Practice Safety Alerts

Safer administration of insulin: summary of a safety report from the National Patient Safety Agency

BMJ 2010; 341 doi: https://doi.org/10.1136/bmj.c5269 (Published 13 October 2010) Cite this as: BMJ 2010;341:c5269
  1. Tara Lamont, special adviser1,
  2. David Cousins, head of medication safety1,
  3. Rowan Hillson, consultant physician and diabetologist2,
  4. Anna Bischler, senior pharmacist1,
  5. Martinette Terblanche, medication safety officer1
  1. 1National Reporting and Learning Service, National Patient Safety Agency, London W1T 5HD, UK
  2. 2Hillingdon Hospital, London
  1. Correspondence to: Tara Lamont, tara.lamont{at}npsa.nhs.uk

Insulin has been identified as one of the top 10 high risk medicines worldwide.1 Errors are common—the first national audit of over 14 000 inpatients with diabetes in England and Wales published recently showed prescribing errors in 19.5% of cases.2 Not only are mistakes common, they often lead to harm.
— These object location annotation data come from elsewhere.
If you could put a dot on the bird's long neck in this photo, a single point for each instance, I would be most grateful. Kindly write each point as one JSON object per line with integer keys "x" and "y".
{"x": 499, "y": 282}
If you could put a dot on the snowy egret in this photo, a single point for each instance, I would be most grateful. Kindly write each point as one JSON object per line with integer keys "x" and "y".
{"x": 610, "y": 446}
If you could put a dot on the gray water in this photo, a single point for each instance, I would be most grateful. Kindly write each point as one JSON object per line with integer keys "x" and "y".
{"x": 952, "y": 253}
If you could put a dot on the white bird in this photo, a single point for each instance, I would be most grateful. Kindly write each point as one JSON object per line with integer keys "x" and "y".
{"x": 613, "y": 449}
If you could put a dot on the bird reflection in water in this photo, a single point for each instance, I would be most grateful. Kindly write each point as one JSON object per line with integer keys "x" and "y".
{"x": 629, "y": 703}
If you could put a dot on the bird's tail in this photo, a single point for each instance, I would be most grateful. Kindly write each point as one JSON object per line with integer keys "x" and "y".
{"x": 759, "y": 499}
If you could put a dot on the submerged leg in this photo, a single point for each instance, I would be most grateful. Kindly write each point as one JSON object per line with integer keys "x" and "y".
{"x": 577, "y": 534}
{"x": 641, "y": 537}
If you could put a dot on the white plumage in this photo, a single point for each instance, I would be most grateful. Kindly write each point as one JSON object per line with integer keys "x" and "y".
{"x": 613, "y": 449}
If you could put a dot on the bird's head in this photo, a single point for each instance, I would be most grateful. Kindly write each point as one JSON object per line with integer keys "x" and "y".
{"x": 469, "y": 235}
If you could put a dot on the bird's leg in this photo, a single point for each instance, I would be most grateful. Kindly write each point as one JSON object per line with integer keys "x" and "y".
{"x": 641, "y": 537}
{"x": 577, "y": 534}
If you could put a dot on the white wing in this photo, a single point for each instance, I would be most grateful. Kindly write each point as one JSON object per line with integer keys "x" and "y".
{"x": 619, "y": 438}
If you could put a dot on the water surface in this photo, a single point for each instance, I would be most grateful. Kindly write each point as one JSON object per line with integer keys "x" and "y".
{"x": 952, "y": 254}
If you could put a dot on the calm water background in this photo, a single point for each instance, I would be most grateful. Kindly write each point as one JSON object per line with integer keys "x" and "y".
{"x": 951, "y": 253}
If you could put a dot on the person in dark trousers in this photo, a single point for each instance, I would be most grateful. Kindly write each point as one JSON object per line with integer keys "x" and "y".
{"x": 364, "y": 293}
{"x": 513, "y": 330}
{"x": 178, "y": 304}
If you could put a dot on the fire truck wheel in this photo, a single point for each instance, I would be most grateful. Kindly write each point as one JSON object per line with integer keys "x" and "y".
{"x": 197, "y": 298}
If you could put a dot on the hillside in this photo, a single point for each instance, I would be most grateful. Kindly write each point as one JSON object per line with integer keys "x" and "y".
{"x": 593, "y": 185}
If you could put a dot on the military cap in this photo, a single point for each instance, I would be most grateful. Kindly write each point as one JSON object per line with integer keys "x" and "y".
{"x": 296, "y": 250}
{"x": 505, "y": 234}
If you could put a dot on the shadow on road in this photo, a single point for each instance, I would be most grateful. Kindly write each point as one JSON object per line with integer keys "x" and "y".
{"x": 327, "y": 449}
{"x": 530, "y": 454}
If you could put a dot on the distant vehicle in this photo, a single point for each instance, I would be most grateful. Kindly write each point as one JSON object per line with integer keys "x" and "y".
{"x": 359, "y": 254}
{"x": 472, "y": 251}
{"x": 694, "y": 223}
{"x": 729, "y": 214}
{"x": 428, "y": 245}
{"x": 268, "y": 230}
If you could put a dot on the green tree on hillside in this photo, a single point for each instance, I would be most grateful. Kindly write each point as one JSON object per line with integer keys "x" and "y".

One comprehensive five year study of adverse drug events in the United States found that 3% of medication errors related to insulin, but these errors were also twice as likely to cause harm as errors for other prescribed drugs.3 Errors relating to insulin arise because insulin has a narrow therapeutic range and requires precise dose adjustments with careful administration and monitoring.4 Over 20 different types of insulin are in use, in various strengths and forms, and with a range of delivery devices, including insulin syringes (from vials), insulin pens (prefilled or reusable), or infusion pumps (British National Formulary, http://bnf.org/bnf/index.htm). Staff may not be familiar with the safe use of different devices or the complex range of products now available. Studies show knowledge gaps among non-specialist staff in hospitals5 and in community settings.6

From August 2003 to August 2009, the National Patient Safety Agency (NPSA) received 3881 incident reports involving wrong insulin doses. The NPSA identified two common preventable errors relating to dose errors: using abbreviations when prescribing insulin; and failing to use insulin syringes. Reports described one death and one incident of severe harm caused by administering doses at 10 times the correct dose (errors that arose from abbreviating the term “unit”) and three deaths and 17 other incidents as a result of inappropriate use of intravenous syringes. These incidents …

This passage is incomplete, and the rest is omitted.